If you don't run revdep-rebuild afterwards it can be. All depclean does is remove orphaned packages. The revdep-rebuild finds anything that might have been broken from the removal, and then installs it accordingly while fixing the dependency. In most normal cases that doesn't cause me problems. I do get a hickup in pecl-imagick sometimes because it doesn't quite get that it needs to be rebuilt when imagemagick changes (but not always).

The message is correct, though. You always need to review what it does. In my case, I let it do it's job and then review the overall process when I get into the office first thing. If these machines were more complicated installs, though, maybe I'd have more troubles. Mostly, they are just LAMP servers, with a few other world packages thrown in. They are well tuned.

Adam.

----------

## Etal

Not at all. Unattended update is bad enough; unattended depclean is asking for trouble.

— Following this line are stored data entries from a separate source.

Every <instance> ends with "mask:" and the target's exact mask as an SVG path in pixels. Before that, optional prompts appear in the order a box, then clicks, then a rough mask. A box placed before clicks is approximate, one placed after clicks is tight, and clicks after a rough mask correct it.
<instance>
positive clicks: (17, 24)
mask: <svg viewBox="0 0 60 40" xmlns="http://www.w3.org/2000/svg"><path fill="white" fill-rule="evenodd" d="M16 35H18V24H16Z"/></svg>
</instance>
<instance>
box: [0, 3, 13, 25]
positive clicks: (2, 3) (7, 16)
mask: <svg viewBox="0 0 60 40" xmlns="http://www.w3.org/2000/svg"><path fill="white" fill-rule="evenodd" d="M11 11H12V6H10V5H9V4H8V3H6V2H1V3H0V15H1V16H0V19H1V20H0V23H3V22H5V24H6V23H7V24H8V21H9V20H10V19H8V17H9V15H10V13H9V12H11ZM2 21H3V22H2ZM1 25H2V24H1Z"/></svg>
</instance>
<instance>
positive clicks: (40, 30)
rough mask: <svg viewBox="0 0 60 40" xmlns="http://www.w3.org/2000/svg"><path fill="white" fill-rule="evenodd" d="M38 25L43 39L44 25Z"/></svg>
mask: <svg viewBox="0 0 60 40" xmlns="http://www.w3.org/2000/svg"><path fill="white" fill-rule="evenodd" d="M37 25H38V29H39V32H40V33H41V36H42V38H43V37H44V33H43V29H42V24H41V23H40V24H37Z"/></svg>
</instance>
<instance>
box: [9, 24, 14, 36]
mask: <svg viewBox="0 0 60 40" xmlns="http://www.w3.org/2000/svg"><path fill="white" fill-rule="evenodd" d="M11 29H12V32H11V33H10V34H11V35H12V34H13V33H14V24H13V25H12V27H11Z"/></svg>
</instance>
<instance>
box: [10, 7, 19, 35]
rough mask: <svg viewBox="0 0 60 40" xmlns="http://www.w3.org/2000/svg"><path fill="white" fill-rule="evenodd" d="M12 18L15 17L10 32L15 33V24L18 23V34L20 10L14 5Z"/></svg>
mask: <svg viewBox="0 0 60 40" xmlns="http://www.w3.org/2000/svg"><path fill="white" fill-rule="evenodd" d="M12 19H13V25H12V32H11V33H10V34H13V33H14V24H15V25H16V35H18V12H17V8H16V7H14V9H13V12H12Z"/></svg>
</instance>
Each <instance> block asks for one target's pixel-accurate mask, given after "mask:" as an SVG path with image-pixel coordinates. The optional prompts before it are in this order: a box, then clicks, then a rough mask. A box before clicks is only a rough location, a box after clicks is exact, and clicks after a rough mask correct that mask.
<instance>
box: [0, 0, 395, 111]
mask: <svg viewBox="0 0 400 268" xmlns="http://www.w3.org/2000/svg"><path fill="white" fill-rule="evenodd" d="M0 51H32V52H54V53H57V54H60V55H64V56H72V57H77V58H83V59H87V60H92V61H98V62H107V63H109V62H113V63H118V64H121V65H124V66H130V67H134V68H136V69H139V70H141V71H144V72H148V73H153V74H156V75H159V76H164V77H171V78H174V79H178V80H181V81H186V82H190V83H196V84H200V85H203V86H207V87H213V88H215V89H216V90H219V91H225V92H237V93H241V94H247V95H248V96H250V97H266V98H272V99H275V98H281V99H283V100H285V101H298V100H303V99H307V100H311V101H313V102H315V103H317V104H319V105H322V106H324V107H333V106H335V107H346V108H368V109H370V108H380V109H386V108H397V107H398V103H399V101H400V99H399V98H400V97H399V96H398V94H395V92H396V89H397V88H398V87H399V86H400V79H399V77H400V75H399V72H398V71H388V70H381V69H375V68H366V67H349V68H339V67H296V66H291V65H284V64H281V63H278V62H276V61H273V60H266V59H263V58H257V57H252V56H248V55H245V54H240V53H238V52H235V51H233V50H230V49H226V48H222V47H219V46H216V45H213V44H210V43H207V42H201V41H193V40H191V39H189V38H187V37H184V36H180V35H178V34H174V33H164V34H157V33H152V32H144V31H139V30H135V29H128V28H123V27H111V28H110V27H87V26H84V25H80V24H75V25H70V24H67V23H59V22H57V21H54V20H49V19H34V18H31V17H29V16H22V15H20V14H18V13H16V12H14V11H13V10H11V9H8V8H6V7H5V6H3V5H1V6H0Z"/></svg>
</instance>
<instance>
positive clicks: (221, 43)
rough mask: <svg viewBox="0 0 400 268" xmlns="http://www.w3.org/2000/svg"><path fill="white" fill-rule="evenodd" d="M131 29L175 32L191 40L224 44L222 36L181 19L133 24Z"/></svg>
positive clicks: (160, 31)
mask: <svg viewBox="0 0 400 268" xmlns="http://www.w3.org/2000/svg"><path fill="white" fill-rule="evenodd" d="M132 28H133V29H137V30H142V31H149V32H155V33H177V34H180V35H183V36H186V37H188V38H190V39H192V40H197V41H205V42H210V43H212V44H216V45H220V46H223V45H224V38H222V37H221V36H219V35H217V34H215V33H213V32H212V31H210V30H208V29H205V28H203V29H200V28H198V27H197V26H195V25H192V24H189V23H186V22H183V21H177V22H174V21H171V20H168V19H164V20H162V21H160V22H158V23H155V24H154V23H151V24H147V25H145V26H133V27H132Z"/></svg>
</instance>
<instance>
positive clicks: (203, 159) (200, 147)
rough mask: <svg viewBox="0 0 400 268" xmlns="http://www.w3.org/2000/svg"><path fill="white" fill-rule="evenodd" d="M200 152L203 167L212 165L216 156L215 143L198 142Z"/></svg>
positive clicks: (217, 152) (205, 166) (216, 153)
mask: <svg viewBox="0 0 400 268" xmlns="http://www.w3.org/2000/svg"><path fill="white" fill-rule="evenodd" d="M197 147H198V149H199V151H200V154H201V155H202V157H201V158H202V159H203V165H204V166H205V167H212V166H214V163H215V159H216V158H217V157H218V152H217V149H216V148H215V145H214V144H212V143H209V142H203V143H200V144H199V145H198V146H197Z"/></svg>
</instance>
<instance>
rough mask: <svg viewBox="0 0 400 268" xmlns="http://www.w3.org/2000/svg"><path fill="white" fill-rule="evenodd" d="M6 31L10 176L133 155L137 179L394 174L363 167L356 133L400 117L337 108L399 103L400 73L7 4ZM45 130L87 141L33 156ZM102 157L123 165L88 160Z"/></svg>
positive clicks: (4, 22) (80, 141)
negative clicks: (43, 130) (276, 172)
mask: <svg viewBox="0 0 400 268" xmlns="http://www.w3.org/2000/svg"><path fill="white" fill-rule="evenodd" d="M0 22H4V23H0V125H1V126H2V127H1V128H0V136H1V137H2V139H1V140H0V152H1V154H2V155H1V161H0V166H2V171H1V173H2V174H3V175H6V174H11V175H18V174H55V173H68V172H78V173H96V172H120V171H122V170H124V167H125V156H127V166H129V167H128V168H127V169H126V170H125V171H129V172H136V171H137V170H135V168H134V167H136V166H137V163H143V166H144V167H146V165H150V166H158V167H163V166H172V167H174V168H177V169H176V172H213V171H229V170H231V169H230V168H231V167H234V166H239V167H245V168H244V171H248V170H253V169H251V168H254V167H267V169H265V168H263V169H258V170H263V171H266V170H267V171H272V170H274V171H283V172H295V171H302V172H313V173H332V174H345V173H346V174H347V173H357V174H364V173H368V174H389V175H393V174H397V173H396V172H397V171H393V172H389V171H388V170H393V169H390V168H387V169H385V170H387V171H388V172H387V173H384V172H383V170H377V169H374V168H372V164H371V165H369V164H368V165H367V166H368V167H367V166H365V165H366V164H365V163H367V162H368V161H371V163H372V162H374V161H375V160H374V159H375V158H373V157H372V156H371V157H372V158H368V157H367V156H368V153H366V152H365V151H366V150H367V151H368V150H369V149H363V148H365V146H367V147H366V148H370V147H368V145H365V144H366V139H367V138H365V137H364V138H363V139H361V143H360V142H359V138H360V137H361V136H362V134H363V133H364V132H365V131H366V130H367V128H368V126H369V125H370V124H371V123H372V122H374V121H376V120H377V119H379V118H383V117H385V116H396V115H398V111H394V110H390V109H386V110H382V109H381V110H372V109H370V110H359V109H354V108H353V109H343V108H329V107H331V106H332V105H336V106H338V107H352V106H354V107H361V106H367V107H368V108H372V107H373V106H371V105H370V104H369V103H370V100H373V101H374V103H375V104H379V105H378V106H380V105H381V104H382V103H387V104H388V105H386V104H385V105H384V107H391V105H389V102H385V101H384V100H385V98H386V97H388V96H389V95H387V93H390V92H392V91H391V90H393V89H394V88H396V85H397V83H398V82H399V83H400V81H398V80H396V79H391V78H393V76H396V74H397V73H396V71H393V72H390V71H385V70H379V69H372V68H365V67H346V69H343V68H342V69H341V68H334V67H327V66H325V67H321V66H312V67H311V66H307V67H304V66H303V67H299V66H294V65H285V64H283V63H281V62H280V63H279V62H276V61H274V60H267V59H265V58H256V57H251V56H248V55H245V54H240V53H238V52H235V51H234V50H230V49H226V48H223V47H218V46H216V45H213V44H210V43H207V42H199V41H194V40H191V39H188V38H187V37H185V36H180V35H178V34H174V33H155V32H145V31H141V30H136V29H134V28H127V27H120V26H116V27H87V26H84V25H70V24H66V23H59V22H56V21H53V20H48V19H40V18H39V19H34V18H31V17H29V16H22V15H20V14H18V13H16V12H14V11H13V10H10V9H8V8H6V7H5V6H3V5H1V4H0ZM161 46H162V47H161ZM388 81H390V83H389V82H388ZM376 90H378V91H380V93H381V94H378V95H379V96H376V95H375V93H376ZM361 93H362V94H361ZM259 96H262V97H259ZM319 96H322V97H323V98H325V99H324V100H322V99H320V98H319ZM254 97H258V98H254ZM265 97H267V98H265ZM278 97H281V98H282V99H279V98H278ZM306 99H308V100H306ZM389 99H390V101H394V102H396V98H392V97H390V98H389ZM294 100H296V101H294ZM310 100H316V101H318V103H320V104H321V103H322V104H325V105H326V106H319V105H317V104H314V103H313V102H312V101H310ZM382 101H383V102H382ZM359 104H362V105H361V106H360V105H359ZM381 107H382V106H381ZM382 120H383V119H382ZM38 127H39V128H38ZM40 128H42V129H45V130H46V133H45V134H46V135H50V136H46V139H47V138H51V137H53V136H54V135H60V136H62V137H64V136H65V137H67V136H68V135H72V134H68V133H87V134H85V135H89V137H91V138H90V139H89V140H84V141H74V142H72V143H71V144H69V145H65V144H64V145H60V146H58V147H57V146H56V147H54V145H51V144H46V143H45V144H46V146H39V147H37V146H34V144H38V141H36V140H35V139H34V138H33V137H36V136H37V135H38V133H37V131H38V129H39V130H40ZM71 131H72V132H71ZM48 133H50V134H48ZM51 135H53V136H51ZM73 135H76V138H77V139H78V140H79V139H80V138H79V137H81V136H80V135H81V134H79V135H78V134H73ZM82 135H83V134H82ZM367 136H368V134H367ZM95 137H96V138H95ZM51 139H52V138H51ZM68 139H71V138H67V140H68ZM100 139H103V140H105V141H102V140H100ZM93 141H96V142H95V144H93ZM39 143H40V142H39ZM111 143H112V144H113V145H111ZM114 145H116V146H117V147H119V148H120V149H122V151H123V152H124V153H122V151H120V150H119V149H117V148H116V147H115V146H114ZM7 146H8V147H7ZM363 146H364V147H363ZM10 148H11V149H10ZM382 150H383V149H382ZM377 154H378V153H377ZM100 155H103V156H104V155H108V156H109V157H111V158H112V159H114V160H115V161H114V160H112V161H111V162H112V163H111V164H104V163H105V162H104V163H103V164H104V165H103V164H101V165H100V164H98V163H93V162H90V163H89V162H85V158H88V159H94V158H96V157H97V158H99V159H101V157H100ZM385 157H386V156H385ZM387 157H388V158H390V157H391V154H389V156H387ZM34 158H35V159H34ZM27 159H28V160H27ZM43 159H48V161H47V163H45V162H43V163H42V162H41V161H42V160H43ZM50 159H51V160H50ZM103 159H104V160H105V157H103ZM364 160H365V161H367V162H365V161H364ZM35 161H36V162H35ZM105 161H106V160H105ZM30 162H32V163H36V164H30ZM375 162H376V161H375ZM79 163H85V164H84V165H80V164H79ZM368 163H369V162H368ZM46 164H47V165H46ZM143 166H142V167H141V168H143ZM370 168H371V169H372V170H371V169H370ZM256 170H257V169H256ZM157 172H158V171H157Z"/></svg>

For recent examples, see the Python 3 unmasking, or the recent Python 2.6.5_p20100801 debacle. For examples with stable, see updates for libpng or expat.

With depclean, a new version of Python/PHP/Perl/Ruby/etc goes stable, depclean removed the slotted version and down go your webapps.

You're supposed to review all updates before updating if you want to stay out of trouble, do a google search if the update looks suspicious, wait for a few days and see if it hasn't been pulled. After the update, read your elogs to see if you need any additional steps.

But an unattended update on production servers? Just wait.

----------

## jordanwb

 *randalla wrote:*   

> 1) emerge -quDNv world

 

Verbosely quiet?

----------

## Hu

No, he requested it be quietly verbose.  It says many things, but only in whispers.  :Wink: 

On a more serious note, while Paul's last paragraph is a bit more pointed than I would like, his point is sound.  Most of the Gentoo developers make a best effort at not committing packages that will break things, but the tree is sufficiently complex that there is no way for them to guarantee that it will work.

As for your assertions with regard to depclean being safe: yes, it is supposed to be safe by virtue of removing only orphans.  However, people have had occasions where depclean got confused and tried to remove important packages, such as the last remaining copy of sys-devel/gcc.  Although such occasions are likely bugs and have probably been fixed, their existence proves it is not absolutely safe.  An additional complication arises if depclean removes a package that is legitimately marked as an orphan, but an automagic dependency caused something important to rely on the package.

----------

## sylvain_

"Mostly, they are just LAMP servers, with a few other world packages thrown in. They are well tuned."

zoo you dont need to automatically uninstall packages. Even Microsoft wont do, they would change registry structure at boot-time but thats another story... Just install a good firewall front of your infrastructure and low your paranoid mode  :Laughing: 

----------